I've just started looking into it; there are over 2K pages in the index, and the vast majority of them are Suppiemental Results.
Also, depending on how far you go deeply into the navigation, each time you click to go back to the homepage you get a completely different URL - all with the same identical page, but with different department and section ID's in the filepath - loads of them.
It looks like big trouble to me; it's very tempting to put in a robots.txt exclusion for everything that isn't in the root directory until it can be sorted.
Not saying this is related to your problem at all, but, keep an eye on it. The pages that the ISAPI filter uses to serve pages have to have complete paths for the links, images, css, js, etc.
For example, the links should look like <a href="http://www.site.com/">Home</a> and not <a href="default.asp">Home</a>
When we first started working with ISAPI filters a couple of years ago, we learned from experience. Our first test of working with the filters produced some unexpected results. Since we used Relative URI Paths in the .ini file, existing URIs were being appended with the rewritten URI. To make a long story short, it was a mess for about 30 days while we corrected the issue.
In addition to the above, we Disallow: all of the file.asp pages that we don't want to have a spider crawling. We also include a META Robots Tag with the robots-terms of none on those .asp pages to keep the bots from indexing and displaying links to those pages.
You should not have two different URI paths to the same content. If you do, one of those paths need to be disallowed so that you avoid the issues you mention above.

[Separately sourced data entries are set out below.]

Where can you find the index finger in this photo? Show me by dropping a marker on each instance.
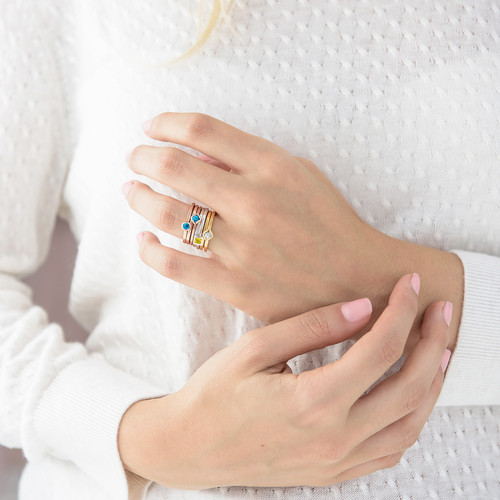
(372, 355)
(215, 138)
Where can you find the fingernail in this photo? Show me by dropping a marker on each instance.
(357, 309)
(445, 360)
(126, 187)
(146, 126)
(447, 312)
(415, 282)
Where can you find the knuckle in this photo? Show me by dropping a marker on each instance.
(135, 153)
(391, 349)
(197, 125)
(392, 460)
(170, 162)
(170, 266)
(409, 437)
(253, 347)
(164, 216)
(315, 324)
(414, 395)
(336, 450)
(410, 303)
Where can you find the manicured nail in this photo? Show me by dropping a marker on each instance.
(126, 187)
(357, 309)
(146, 126)
(447, 312)
(415, 282)
(445, 360)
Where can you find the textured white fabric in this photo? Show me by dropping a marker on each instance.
(397, 104)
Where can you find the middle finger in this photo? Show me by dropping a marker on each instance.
(166, 212)
(183, 172)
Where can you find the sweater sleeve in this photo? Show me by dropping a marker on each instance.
(473, 374)
(58, 400)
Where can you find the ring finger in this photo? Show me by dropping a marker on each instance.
(166, 213)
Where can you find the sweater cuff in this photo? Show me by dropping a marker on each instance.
(472, 376)
(78, 418)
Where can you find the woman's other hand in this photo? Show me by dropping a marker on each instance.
(285, 240)
(245, 419)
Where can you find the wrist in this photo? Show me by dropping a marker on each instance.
(441, 275)
(138, 436)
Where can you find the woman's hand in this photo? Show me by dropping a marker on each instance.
(285, 240)
(244, 419)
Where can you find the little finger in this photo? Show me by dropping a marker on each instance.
(399, 435)
(190, 270)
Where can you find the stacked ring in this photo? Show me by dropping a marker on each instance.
(197, 229)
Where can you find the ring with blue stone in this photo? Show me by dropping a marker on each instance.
(187, 226)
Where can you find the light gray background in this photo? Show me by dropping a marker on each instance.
(51, 285)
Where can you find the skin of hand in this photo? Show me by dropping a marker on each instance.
(285, 240)
(244, 418)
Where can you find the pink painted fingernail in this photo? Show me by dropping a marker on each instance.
(447, 312)
(445, 360)
(357, 309)
(415, 282)
(146, 126)
(126, 187)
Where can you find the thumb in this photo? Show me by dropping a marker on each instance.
(279, 342)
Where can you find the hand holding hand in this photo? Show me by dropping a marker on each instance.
(244, 419)
(286, 241)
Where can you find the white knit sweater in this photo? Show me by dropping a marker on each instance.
(398, 104)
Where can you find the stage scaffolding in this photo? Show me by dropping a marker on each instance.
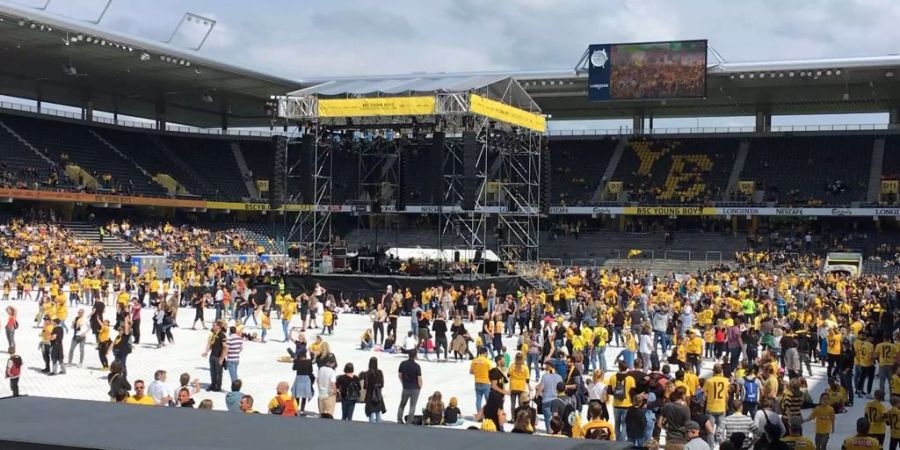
(507, 179)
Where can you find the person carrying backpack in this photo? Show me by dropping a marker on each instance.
(750, 387)
(566, 409)
(349, 391)
(283, 404)
(619, 388)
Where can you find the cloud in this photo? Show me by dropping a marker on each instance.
(359, 37)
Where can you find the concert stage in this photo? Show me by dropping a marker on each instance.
(357, 285)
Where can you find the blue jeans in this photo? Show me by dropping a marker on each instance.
(347, 407)
(600, 354)
(628, 356)
(481, 392)
(548, 414)
(534, 363)
(619, 421)
(661, 338)
(232, 369)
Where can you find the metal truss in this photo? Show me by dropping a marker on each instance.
(379, 169)
(313, 228)
(519, 191)
(468, 227)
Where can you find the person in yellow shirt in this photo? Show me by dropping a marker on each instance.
(833, 344)
(885, 352)
(864, 360)
(862, 440)
(716, 389)
(795, 440)
(620, 386)
(518, 380)
(139, 398)
(479, 368)
(824, 417)
(874, 412)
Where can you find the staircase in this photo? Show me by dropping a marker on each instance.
(875, 171)
(610, 169)
(122, 155)
(27, 144)
(245, 171)
(206, 188)
(738, 166)
(113, 246)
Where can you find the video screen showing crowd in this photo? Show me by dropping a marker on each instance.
(658, 70)
(737, 356)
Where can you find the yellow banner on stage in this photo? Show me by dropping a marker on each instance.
(614, 187)
(746, 187)
(383, 106)
(509, 114)
(669, 211)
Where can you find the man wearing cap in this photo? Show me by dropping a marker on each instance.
(695, 442)
(862, 440)
(796, 440)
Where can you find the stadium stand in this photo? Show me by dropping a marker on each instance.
(810, 170)
(578, 168)
(214, 158)
(69, 143)
(677, 170)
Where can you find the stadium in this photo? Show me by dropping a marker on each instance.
(180, 216)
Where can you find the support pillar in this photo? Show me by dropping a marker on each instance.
(763, 121)
(161, 114)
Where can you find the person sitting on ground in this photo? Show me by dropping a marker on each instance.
(433, 413)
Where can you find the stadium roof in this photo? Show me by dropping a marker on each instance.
(26, 424)
(35, 58)
(111, 70)
(496, 86)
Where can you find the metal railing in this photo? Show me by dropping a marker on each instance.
(713, 253)
(621, 131)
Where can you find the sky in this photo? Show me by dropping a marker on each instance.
(306, 39)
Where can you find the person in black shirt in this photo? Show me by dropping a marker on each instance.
(498, 381)
(440, 336)
(215, 350)
(56, 348)
(411, 378)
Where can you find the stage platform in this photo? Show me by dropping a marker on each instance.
(356, 285)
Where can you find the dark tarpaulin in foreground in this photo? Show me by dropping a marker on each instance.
(353, 286)
(51, 423)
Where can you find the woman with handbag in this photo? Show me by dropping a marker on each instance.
(372, 383)
(303, 383)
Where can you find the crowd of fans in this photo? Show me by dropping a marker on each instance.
(538, 359)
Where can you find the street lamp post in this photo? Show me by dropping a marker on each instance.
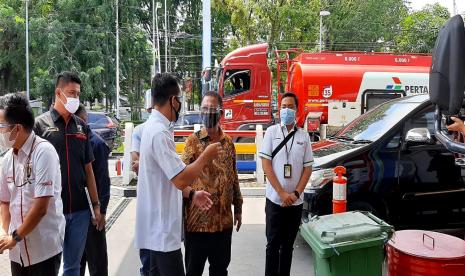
(27, 50)
(322, 13)
(155, 39)
(158, 6)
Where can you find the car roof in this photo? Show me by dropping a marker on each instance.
(414, 99)
(96, 112)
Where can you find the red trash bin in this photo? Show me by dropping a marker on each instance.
(425, 253)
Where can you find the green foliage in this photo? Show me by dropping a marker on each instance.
(420, 29)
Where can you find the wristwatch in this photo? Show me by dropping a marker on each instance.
(16, 237)
(191, 194)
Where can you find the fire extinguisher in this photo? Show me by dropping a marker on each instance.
(118, 167)
(339, 190)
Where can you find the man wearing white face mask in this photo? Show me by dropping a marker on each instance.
(70, 137)
(30, 188)
(287, 161)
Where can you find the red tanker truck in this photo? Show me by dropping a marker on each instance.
(333, 88)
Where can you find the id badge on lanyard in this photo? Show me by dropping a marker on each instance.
(287, 170)
(288, 167)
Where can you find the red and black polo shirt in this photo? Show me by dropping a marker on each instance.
(72, 142)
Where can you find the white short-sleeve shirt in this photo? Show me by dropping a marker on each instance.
(159, 202)
(299, 156)
(46, 240)
(137, 137)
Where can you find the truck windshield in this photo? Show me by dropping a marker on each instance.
(211, 77)
(373, 124)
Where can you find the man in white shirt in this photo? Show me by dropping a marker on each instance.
(287, 172)
(162, 177)
(137, 135)
(30, 193)
(144, 254)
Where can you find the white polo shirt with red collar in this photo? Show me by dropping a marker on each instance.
(33, 172)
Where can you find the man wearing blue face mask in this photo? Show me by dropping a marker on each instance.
(71, 138)
(287, 161)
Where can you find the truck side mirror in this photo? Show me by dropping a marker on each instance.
(207, 76)
(281, 88)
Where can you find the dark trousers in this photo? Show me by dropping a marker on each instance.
(166, 263)
(144, 255)
(216, 247)
(282, 225)
(49, 267)
(95, 253)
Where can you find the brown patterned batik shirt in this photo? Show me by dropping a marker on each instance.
(219, 178)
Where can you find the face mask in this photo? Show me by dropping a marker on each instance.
(5, 140)
(176, 112)
(210, 120)
(72, 104)
(287, 116)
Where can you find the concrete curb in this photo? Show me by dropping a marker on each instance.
(130, 191)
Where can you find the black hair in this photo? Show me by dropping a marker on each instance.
(81, 110)
(17, 110)
(291, 95)
(67, 77)
(215, 95)
(164, 86)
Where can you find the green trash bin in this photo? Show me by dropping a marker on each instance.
(347, 244)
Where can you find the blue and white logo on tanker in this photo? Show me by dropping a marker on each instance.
(327, 91)
(396, 86)
(408, 88)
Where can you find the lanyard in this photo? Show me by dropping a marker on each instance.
(292, 143)
(27, 168)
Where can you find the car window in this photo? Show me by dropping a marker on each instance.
(394, 143)
(236, 81)
(97, 119)
(376, 122)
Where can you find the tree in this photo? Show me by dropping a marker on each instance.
(420, 29)
(362, 25)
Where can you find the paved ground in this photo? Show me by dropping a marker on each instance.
(248, 246)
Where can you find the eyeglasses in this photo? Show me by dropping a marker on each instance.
(210, 109)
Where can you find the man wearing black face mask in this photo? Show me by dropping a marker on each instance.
(162, 177)
(208, 233)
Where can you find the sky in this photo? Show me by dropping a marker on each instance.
(418, 4)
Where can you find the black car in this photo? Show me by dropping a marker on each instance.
(103, 126)
(395, 168)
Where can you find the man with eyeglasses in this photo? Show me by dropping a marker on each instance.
(287, 161)
(162, 178)
(208, 233)
(71, 138)
(30, 188)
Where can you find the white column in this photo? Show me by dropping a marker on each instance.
(127, 173)
(258, 142)
(206, 36)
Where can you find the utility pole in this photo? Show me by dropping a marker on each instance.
(166, 38)
(154, 50)
(322, 13)
(158, 36)
(117, 61)
(27, 51)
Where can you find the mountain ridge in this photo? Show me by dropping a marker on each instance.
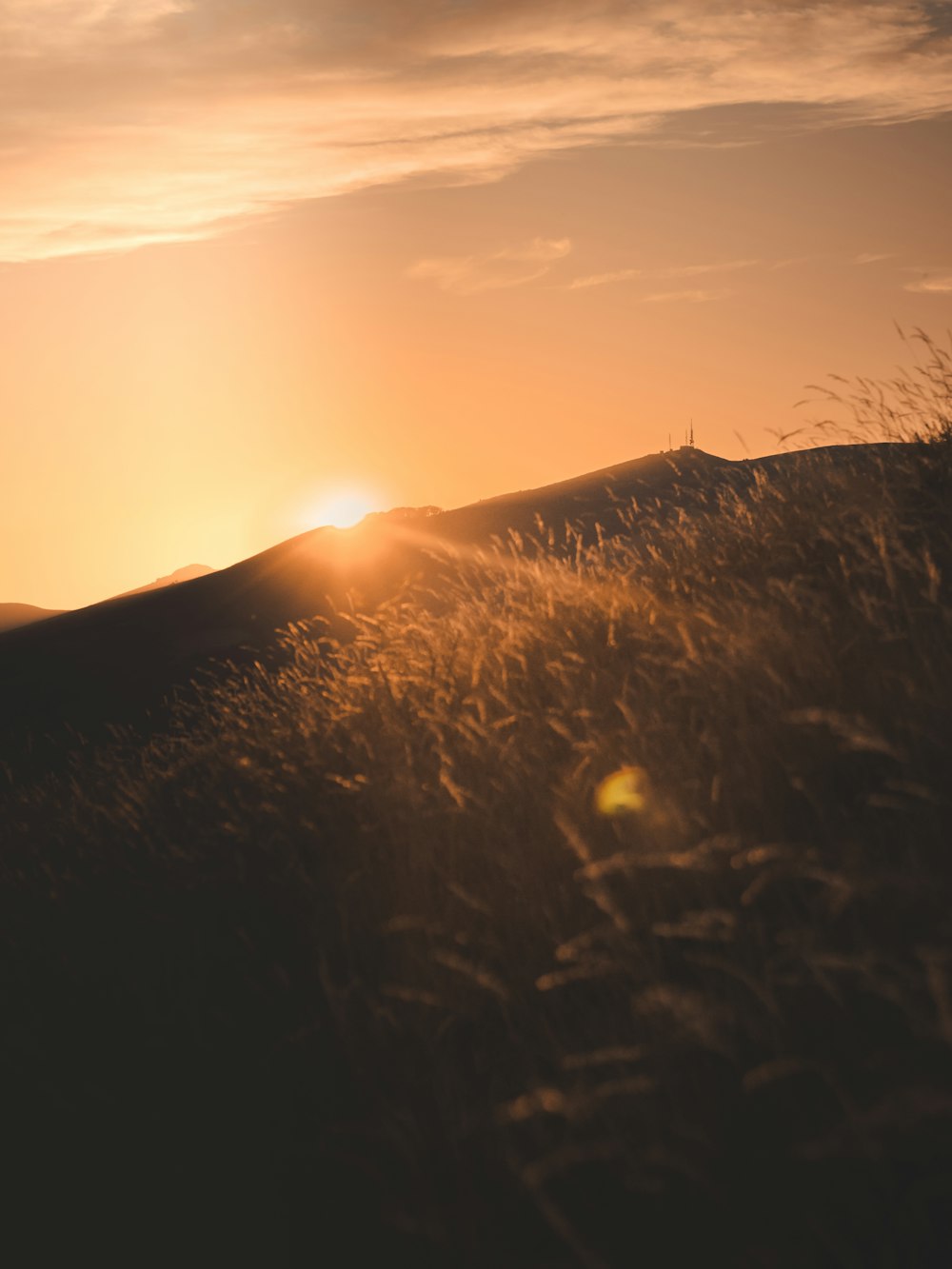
(118, 663)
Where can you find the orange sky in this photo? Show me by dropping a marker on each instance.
(254, 251)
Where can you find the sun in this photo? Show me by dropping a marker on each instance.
(342, 507)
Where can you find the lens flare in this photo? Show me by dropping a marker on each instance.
(624, 792)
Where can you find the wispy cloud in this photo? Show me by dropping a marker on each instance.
(932, 285)
(139, 121)
(604, 279)
(681, 270)
(689, 297)
(494, 270)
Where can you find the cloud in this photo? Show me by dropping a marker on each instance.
(495, 270)
(691, 297)
(932, 285)
(604, 279)
(139, 121)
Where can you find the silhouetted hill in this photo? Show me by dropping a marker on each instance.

P.S. Those supplemental results (SRs) are not good. From what I've seen, when they appear in an instance like this (with a rewrite), something is not right somewhere. Note, there could be other issues causing the SRs to appear.
It sounds like whomever wrote the expressions for the .ini file might have some problems in there. If you go to the root of the web, there should be a file
http.parse.errors. Open that file in Notepad and see if there are any logged errors.
It's far worse than two - it's multiple paths to the same page. And it is a concern about suppiemental result; I've seen that with another site out there that got hit for duplicate content. I'll get the info about the direct paths to them. Thanks!